Eisenmenger’s syndrome; Pulmonary hypertension; Right-to-left shunt; Ketamine
A 23-yr-old woman, gravida 1, para 0 with incomplete abortion was admitted to our hospital with chief complaint of intermittant bleeding per vagina. She had a recurrent history of dyspnoea on exertion and episodes of cyanosis since 6 yr of age. Her activity of daily life was normal, and she was evaluated as New York Heart Association (NYHA) class I.
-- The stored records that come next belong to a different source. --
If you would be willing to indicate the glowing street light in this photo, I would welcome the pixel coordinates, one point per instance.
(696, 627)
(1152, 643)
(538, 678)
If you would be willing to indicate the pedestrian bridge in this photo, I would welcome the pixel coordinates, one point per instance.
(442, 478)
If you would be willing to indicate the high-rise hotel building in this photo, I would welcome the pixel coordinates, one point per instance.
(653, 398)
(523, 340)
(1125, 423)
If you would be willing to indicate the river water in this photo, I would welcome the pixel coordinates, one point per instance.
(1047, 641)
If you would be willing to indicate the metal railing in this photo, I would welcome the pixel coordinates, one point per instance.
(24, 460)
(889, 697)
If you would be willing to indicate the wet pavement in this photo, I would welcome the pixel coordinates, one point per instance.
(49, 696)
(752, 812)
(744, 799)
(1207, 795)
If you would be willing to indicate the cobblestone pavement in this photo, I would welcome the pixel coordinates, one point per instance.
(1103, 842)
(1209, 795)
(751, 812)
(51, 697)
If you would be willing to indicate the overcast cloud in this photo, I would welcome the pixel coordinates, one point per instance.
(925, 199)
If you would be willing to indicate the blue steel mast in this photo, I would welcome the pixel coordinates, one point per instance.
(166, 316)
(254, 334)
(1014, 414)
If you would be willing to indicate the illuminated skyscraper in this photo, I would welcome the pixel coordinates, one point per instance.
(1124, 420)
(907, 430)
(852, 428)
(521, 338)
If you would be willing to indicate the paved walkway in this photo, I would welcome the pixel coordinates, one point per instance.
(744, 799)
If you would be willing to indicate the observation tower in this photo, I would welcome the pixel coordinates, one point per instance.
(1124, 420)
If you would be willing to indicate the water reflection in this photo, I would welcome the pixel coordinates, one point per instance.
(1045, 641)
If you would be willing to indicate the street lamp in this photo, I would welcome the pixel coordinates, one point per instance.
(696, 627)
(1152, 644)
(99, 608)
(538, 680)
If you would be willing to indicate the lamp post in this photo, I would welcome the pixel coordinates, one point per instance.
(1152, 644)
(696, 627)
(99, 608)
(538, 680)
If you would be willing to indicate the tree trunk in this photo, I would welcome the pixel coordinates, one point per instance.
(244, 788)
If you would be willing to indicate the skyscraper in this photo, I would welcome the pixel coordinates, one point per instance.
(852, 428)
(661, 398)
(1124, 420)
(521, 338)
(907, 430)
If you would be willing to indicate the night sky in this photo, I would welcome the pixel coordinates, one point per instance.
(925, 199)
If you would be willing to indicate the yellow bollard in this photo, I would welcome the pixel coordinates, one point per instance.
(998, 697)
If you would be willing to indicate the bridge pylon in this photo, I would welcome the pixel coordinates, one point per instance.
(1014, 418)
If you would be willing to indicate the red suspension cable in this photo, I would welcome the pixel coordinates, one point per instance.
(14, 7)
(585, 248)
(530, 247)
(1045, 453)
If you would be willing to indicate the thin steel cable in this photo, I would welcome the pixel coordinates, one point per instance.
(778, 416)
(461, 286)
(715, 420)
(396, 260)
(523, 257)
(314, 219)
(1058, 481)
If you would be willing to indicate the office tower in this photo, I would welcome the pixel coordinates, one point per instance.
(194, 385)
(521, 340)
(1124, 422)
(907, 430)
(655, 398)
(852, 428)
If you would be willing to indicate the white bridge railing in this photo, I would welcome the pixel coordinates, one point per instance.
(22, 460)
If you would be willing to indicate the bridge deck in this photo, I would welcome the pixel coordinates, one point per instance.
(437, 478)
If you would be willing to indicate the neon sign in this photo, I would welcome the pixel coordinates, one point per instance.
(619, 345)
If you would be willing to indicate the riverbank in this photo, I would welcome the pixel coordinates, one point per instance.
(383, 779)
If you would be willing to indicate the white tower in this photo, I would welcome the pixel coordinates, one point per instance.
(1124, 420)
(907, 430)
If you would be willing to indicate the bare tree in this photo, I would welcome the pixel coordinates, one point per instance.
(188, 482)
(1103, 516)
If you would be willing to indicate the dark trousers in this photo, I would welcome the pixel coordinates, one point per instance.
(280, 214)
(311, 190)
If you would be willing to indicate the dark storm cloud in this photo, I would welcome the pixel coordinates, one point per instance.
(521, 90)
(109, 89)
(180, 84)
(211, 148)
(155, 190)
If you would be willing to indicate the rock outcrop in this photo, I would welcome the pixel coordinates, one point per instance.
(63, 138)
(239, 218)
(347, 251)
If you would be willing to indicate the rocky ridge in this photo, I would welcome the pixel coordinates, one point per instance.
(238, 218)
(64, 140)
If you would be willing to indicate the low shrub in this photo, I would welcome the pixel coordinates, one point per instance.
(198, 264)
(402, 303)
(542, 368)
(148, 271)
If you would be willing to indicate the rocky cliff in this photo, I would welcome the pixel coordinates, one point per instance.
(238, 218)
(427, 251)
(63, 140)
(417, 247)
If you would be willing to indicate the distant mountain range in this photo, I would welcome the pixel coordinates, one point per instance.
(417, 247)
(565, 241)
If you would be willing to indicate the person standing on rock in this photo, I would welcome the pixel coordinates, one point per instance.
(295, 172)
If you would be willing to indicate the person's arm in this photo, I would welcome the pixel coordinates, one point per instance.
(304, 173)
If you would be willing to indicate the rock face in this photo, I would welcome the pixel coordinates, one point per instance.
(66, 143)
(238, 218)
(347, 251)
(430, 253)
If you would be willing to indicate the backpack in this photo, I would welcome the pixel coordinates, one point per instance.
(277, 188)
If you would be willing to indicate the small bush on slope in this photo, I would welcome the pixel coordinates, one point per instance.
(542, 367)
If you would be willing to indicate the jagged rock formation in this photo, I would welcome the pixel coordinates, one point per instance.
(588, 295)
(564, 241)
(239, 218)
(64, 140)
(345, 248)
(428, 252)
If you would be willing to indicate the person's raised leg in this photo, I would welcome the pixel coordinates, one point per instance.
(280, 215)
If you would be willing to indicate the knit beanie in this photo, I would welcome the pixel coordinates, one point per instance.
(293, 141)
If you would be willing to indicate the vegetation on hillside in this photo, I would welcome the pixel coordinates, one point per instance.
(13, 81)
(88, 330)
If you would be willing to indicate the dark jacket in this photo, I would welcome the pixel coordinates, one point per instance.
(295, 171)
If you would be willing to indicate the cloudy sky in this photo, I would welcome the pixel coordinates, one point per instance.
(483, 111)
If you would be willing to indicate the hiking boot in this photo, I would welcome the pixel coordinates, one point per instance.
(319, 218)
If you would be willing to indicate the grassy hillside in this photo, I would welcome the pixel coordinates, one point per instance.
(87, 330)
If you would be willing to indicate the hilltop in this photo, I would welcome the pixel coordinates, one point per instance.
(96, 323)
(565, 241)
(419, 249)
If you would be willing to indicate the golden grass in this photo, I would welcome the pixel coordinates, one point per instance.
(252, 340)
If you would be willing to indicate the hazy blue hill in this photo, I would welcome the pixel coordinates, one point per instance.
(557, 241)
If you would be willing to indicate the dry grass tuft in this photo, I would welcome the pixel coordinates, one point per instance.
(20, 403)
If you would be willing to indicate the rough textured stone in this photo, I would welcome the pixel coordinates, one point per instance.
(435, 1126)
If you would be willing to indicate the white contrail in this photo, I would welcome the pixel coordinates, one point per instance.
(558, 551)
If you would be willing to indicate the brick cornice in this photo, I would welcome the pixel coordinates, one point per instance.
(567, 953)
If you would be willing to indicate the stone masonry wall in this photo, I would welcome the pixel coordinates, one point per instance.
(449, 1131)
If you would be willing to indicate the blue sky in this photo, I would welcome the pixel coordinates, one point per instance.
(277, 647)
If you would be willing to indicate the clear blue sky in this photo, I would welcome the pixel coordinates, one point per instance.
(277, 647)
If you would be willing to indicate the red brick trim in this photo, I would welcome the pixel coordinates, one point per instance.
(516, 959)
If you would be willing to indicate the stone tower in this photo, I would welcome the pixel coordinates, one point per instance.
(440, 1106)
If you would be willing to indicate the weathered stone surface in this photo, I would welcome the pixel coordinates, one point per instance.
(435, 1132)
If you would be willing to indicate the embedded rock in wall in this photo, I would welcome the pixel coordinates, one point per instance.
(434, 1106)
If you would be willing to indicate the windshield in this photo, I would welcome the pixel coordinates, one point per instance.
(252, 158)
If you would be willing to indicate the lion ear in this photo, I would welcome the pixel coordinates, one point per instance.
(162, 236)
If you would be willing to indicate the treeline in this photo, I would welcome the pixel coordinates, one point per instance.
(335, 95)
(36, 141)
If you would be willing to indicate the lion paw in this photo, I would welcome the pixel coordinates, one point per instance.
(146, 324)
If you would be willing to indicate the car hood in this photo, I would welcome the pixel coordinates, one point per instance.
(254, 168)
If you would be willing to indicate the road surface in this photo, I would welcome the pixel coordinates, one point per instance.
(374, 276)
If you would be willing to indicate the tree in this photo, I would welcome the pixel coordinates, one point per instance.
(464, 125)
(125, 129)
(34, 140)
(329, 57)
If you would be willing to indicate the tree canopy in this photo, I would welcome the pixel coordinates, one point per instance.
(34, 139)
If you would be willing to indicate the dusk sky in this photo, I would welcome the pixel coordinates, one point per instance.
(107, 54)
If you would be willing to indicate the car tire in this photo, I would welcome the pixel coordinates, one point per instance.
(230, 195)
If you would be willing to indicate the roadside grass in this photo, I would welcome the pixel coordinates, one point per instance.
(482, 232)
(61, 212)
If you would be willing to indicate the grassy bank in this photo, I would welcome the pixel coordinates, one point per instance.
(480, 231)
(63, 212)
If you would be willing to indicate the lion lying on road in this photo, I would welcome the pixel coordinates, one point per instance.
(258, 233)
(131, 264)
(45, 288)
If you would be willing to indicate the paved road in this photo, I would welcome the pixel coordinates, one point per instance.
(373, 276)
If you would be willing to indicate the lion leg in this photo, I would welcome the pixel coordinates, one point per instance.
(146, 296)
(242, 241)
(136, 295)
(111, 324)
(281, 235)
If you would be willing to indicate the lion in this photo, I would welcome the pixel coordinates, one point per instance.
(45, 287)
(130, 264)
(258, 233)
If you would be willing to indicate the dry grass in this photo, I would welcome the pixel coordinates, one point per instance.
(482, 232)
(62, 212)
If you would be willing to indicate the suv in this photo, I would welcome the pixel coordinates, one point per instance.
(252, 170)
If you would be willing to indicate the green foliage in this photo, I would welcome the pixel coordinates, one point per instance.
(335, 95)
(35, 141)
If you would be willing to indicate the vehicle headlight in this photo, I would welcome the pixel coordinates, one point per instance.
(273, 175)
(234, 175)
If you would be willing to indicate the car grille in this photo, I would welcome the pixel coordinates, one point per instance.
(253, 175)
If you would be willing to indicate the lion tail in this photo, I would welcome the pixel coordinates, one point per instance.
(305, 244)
Patient was on treatment on tab diltiezem and tab digoxin since 10 year of age which she had left one year back. Her weight was 54 kg and her height was 154 cm. Blood pressures was 140/90 mm Hg and heart rate was 102 beats/min. Lungs were clear. Peripheral cyanosis with clubbing in both upper and lower limbs was present. Maternal hemoglobin concentration was 11.0 g/dl and hematocrit was 43%. Blood chemistry and coagulation studies were within normal limits.
Echocardiogram showed severe right atrial and right ventricular enlargement, pulmonic regurgitation, a large muscular defect VSD (21 mm), ejection fraction 69% and stoke volume 40 ml. The lesion was considered inoperable because of severe pulmonary hypertension.
An endometrial curettage was planned by the obstetrician. Monitoring included an electrocardiogram, pulse oximeter probe on the right hand and blood pressure. Infusion line was taken by 18 G intracath, special precaution was taken to avoid any air entrapment, to avoid paradoxical air embolism. 500 ml of ringer lactate was started. While breathing room air, arterial oxygen saturation (Sao2) was 64%. Supplemental oxygen (8 L/min by high oxygen mask) was given to patient who increased the Sao2 to 86%.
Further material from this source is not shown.